Trümmer des World Trade Centers in New York, 2001.
New York, 11. September, 2001. Diese Bilder haben sich in das Kollektive Gedächtnis gebrannt: Arbeiterinnen und Arbeiter beginnen, die Trümmer der eingestürzten Twin Towers zu räumen. Steve Mccurry/Magnum Photos

Nichts hat das Sicherheitsgefühl mehr erschüttert als die Anschläge am 11. September 2001. In der Zeit danach fällt der Aufstieg einer härteren Terror-Gesetzgebung, einer grösseren Akzeptanz gegenüber staatlicher Überwachung und einer populären Kultur der Datenerfassung zusammen.

Bei diesem Datum ist auch ohne das Jahr zu nennen, allen klar, um welchen Tag es sich handelt: 9/11 markiert einen historischen Wendepunkt. 20 Jahre sind seit dem denkwürdigen 11. September 2001 verstrichen.

Natürlich kennt auch Europa Terroranschläge bereits davor – doch keiner erschüttert das Lebensgefühl in der gesamten westlichen Welt so sehr wie 9/11. Der blutigste Terroranschlag in der Schweiz ist 50 Jahre her. Eine Bombe der Volksfront zur Befreiung Palästinas explodiert 1970 im Frachtraum eines Swissair-Flugzeugs. Die Maschine stürzt bei Würenlingen AG in den Wald. Alle 47 Menschen an Bord sterben. Seither kam es auch in der Schweiz zu mehreren terroristischen Vorfällen, Messerattacken, versuchten Attentaten. Manche sind – wie der 2019 geplante Anschlag des Islamischen Staates (IS) am Rheinhafen – im Vorfeld vereitelt worden. Doch auch in der Schweiz hat keiner dieser Vorfälle emotional so viel ausgelöst wie 9/11 in den USA.

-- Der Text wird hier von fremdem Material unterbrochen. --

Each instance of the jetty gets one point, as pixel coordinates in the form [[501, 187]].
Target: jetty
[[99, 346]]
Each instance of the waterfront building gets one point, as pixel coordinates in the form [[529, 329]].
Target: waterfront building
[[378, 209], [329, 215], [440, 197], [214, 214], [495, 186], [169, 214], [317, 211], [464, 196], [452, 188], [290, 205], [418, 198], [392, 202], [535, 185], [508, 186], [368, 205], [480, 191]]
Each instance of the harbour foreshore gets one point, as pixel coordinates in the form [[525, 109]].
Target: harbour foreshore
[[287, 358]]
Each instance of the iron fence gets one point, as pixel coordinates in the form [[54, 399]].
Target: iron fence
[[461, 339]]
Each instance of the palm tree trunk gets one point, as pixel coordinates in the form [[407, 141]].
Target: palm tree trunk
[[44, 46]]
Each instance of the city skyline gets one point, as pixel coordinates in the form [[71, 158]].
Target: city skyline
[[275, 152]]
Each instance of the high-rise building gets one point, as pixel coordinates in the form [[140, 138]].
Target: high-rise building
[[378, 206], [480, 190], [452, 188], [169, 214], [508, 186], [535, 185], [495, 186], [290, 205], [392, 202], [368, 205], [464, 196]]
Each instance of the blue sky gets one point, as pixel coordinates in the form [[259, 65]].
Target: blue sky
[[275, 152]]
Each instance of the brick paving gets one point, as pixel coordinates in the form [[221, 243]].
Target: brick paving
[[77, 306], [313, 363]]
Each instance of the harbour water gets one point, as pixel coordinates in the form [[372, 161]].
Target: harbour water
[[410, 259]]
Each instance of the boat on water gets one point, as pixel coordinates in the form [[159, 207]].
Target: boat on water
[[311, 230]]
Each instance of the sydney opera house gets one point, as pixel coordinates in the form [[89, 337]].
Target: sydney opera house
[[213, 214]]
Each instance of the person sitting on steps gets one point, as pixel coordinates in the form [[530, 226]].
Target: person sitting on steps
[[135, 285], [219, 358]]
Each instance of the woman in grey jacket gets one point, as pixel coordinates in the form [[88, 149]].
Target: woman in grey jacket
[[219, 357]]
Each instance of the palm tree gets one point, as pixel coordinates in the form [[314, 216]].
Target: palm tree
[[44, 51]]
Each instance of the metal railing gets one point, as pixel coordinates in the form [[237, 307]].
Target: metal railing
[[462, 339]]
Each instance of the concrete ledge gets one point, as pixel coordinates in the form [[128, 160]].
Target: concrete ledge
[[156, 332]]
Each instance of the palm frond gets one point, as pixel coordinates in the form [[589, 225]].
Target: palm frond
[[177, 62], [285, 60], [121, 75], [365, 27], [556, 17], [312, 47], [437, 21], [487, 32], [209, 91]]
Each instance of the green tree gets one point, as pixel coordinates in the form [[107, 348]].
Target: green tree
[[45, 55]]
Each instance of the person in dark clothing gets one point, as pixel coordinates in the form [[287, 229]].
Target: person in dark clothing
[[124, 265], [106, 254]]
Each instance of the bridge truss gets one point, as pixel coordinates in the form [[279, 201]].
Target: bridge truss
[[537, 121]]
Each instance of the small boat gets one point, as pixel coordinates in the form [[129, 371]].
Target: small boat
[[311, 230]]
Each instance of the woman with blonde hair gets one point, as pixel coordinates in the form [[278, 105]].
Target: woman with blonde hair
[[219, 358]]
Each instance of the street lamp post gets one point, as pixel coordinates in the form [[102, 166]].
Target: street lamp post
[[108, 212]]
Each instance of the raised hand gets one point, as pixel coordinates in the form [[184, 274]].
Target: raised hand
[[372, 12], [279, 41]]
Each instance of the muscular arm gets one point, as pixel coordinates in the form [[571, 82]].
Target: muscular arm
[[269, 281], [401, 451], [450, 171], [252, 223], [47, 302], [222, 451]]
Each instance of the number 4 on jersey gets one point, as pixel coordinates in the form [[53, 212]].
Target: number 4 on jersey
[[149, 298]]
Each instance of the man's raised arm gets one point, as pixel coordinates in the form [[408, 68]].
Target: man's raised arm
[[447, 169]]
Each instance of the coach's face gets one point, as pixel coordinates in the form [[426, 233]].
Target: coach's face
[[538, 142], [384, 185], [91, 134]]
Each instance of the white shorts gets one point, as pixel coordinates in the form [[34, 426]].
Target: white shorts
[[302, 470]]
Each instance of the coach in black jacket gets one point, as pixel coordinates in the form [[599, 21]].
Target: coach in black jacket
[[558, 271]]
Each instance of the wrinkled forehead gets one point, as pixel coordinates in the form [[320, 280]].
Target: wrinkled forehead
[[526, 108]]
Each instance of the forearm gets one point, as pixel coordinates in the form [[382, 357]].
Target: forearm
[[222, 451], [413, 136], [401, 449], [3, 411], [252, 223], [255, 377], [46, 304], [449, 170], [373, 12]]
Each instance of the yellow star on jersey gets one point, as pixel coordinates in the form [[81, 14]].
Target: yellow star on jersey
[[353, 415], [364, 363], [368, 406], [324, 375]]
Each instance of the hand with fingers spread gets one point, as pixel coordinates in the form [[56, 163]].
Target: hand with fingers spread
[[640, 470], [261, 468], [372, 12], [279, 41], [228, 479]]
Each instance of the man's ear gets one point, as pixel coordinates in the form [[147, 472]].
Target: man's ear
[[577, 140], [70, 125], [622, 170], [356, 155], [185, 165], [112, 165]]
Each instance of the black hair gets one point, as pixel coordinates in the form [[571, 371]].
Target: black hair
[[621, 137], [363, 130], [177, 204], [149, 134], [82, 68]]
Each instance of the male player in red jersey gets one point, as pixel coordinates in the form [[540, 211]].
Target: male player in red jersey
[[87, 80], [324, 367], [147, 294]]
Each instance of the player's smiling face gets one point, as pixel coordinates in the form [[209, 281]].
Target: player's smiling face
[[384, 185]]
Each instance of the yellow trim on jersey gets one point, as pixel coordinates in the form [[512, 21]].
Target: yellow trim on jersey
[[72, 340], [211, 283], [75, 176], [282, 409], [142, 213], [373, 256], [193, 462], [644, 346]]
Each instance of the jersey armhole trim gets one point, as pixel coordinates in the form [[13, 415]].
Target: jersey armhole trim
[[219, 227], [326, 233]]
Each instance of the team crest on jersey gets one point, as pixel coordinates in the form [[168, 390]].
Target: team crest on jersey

Woran liegt das? Zunächst an den Bildern: Die Anschläge von 2001 sind hollywoodesk: Die TV-Bilder gleichen einem spektakulären Action-Film in Endlosschlaufe. Vier koordinierte Flugzeugentführungen führen an diesem Tag zu vier Selbstmordattentaten. Im kollektiven Gedächtnis sind nur die zwei in New York City verblieben. Denn die Stadt ist nicht nur eine amerikanische Metropole, sie ist auch ein Sehnsuchtsort vieler Schweizerinnen und Schweizer. Viele haben auf den eingestürzten Türmen des World Trade Centers einst die Aussicht auf die einmalige Skyline genossen. Nicht zuletzt: Der Anschlag von 9/11 kostet insgesamt 3000 Todesopfer. Nach dem Anschlag erleben die USA eine beispielhafte internationale Solidaritätswelle.

Sehnsucht nach Sicherheit

George W. Bush ruft den Notzustand und den «Krieg gegen den Terror » aus, etabliert den «USA Patriot Act». Regierungen auf der ganzen Welt erlassen neue Gesetze zur Terrorismusbekämpfung, die häufig im Spannungsverhältnis zwischen individueller Freiheit und kollektiver Sicherheit liegen. Zwar fordern Terroranschläge weniger Tote als Kriege, versetzen aber charakteristischerweise eine liberale Gesellschaft dauerhaft in Angst und Schrecken. Um ihr Gefühl für mehr Sicherheit zu erhöhen, ist oft eine Mehrheit einer demokratischen Gesellschaft bereit, ihre eigene Freiheit und Privatsphäre zu beschneiden. Viele Massnahmen der Terrorbekämpfung sind seit der damaligen Anschläge in Kraft geblieben. 9/11 hat weltweit zu einer Normalisierung des Ausnahmezustands geführt.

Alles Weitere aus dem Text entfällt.